Avec la 5G, ces deux technologies cellulaires devraient se populariser encore davantage, y compris en Europe. Car les NB-IoT et LTE-M figurent dans la norme 5G spécifiée par le 3GPP. La release 16, publiée à l’été 2020, défini ainsi comment exploiter ces deux technologies avec un cœur de réseau 5G. Rappelons que la 5G a été lancée en France, à la fin 2019, avec des cœurs de réseau 4G, selon le principe du «non-standalone». Mais à l’horizon 2023, les opérateurs devront être passés à la technologie «standalone», avec donc un cœur de réseau spécifiquement prévu pour la 5G. De par cette intégration dans la norme 3GPP, les technologies NB-IoT et LTE-M devraient mécaniquement profiter du déploiement de la 5G en standalone.

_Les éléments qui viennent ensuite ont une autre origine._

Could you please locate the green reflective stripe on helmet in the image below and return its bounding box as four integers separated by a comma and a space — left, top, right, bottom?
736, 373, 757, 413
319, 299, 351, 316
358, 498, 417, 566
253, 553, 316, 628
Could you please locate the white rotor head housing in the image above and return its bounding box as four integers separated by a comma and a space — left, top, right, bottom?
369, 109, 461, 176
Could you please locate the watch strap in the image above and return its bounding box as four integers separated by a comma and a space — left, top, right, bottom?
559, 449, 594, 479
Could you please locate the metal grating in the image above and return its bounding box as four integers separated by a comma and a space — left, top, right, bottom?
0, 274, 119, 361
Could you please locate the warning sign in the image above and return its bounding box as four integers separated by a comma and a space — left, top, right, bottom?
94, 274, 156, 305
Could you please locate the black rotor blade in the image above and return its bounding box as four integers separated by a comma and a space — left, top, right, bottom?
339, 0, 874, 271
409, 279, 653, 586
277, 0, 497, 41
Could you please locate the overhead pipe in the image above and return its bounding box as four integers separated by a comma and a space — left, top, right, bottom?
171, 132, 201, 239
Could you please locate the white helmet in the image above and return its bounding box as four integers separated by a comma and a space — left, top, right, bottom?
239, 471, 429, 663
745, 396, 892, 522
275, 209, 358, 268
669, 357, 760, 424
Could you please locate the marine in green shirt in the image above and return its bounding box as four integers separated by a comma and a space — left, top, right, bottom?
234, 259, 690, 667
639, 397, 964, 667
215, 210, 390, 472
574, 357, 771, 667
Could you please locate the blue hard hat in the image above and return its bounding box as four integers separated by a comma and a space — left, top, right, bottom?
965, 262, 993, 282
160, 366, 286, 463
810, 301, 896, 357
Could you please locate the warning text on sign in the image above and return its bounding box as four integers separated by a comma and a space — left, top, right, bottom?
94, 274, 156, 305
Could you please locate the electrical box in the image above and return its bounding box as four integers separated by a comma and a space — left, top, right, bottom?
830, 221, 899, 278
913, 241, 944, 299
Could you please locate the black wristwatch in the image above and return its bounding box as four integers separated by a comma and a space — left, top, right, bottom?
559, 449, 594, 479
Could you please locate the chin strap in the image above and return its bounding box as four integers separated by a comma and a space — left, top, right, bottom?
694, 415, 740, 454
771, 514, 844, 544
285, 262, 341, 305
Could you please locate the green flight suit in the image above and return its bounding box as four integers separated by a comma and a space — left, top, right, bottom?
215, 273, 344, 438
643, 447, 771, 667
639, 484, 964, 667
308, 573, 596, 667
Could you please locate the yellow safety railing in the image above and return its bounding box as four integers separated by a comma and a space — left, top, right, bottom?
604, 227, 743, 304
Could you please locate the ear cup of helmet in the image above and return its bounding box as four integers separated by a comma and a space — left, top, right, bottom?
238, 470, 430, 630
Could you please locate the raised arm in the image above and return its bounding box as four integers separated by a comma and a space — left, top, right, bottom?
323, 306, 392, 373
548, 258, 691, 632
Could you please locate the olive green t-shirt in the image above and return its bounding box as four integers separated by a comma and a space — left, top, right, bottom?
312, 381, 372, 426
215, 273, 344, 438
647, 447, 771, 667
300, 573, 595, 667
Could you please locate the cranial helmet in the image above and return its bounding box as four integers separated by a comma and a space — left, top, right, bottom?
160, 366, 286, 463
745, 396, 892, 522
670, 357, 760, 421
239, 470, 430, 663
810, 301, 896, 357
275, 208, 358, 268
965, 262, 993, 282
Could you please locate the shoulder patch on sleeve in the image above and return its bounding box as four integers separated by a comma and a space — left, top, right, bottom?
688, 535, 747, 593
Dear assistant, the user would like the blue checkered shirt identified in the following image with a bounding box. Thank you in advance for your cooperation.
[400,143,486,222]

Certains acteurs du secteur anticipent déjà une accélération de la demande pour l’IoT cellulaire. « Les véritables applications IoT exploitant la 5G sont attendues à l’horizon 2023–2025. Nous nous y préparons via nos développements autour des technologies NB-IoT et LTE-M qui seront au cœur de la 5G IoT», estime ainsi Taisei Miura, de BH Technologies.

Les zones blanches : l’eldorado pour le LoRa, Sigfox et le satellite ?

Même si les opérateurs télécoms résorbent peu à peu les zones blanches, la couverture de leurs réseaux cellulaires ne couvrira jamais l’ensemble du Globe. Une belle opportunité pour les technologies IoT non cellulaires que celles de Sigfox et pour le LoRaWan, estiment les acteurs du secteur. « Les réseaux privés en LoRaWan sont aussi une réponse aux limites des réseaux télécoms dont la couverture est parfois insuffisante », rappelle Benoît Vagneur chez Sensing Vision.

Cette inégalité de la couverture des réseaux cellulaires ouvre la porte à de futures technologies IoT, comme le satellite. Un créneau sur lequel se positionne la société française Kineis, qui prévoit de déployer une constellation de 25 satellites dédiés à l’IoT. « Nous seront ainsi en mesure de proposer une couverture de 100% du Globe afin de connecter des objets n’importe où sur la Planète », explique Alexandre Tisserand, son président.

Le satellite suscite déjà l’intérêt de plusieurs acteurs du secteur IoT. Synox Group surveille de très près le développement de Kineis tout comme Birdz : « Nous regardons le développement du satellite pour l’IoT dont la couverture mondiale serait un atout dans le domaine de la logistique », confie Benoît Bourrel.

Au final, le marché de l’IoT semble donc suffisamment vaste pour que les technologies réseau actuelles, ou venir, puissent cohabiter. Même si le pionnier du secteur, Sigfox, doit clairement s’adapter au nouveau contexte concurrentiel, la 5G et le LPWAN devraient se partager ce marché florissant. « Nous nous orientons vers une multiplication des technologies réseau IoT et non vers la domination d’une seule », prédit ainsi chez Synox Group Emmanuel Mouton.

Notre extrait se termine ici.